How the authors proposed the question: Bernard W. Balleine is a graduate student of Anthony Dickinson, who is a representative figure in the instrumental conditioning field. Before this study, Balleine and colleagues had performed a series of lesions experiments targeting many brain areas, including insular cortex, hippocampus, nucleus accumbens, mediodorsal thalamus, anterior thalamic nuclei, basolateral amygdala, prelimbic cortex. And then the lateral orbitofrontal cortex (2007) after this study. So this study was a natural extension of their series’ mapping work.
Brief summary: by utilizing well-established behavioral assays (grounded on a series of classic works from Dickinson’s lab in 1990s and 1980s), Yin et al, shown that the lesions of the posterior dorsomedial striatum (pDSM) but not the dorsolateral striatum, before but not after, the acquisition of action-outcome associations eliminated the devaluation induced decrease of the lever-press rate for the devalued outcome, implying a functional role of pDMS in supporting the learning of action-outcome association.

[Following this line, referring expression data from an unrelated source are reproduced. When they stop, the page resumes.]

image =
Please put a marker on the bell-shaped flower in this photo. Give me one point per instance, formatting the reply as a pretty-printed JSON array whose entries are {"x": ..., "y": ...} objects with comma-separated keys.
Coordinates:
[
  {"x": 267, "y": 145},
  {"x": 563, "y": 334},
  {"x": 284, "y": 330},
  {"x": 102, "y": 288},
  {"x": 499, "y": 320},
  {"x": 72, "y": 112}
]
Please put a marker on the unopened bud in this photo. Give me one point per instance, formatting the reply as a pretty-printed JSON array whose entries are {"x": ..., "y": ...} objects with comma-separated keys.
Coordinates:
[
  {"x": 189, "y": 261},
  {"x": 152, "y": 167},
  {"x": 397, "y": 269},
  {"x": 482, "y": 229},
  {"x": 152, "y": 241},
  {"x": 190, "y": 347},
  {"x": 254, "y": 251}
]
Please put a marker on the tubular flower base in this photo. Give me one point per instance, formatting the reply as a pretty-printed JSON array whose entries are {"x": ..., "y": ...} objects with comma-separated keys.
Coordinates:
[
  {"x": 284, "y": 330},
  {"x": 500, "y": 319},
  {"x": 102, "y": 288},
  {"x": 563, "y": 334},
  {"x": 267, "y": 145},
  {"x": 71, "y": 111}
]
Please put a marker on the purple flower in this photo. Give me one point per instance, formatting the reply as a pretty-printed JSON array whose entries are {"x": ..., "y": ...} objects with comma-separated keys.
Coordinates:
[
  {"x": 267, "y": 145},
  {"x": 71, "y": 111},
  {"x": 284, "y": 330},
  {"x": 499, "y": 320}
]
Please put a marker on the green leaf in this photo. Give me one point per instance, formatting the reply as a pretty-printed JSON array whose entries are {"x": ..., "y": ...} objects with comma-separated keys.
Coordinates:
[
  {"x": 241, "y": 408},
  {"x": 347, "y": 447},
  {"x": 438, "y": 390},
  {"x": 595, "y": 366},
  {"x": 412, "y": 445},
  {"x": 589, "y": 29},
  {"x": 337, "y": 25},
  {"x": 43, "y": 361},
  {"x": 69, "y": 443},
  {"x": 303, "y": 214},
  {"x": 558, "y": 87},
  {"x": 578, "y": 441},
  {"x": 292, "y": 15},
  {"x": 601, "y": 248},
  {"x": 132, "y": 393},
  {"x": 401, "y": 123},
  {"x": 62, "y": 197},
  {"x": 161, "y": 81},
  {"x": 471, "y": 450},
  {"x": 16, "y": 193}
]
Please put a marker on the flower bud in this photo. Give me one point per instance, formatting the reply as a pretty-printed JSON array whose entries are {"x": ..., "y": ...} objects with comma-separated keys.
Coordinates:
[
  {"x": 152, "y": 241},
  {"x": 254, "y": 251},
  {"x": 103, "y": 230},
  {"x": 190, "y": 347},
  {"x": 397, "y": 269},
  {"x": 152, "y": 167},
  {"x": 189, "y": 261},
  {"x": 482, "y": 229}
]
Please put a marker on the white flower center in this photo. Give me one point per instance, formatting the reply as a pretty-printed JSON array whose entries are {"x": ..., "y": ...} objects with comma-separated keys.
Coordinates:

In this study, the authors first trained rats to press two levers to get two different rewards. After the acquisition of the two action-outcome (A-O) associations, they applied a devaluation procedure during the following day. To selectively devalue a reward, rats were free to get the reward for 1 h before the afterwards extinction test (no reward was delivered for both lever-press). For the normal animals, the lever-press rate to the devalued reward was significantly lower than to the non-devalued one. However, lesions of the pDMS by the injection of NMDA receptor antagonist specifically before the acquisition of A-O associations eliminated the ‘decreased’ level-press rate for the devalued reward under the physiological condition. Notably, the lesions did not significantly affect the lever-press rate for both rewards during the acquisition phase per se, indicating that the effects was not due to the impairments in motor control. The deficits may more possibly be attributed to the failure in learning the A-O associations and, the failure could be caused by the insensitive detection of the reward-outcome when pDMS was inhibited.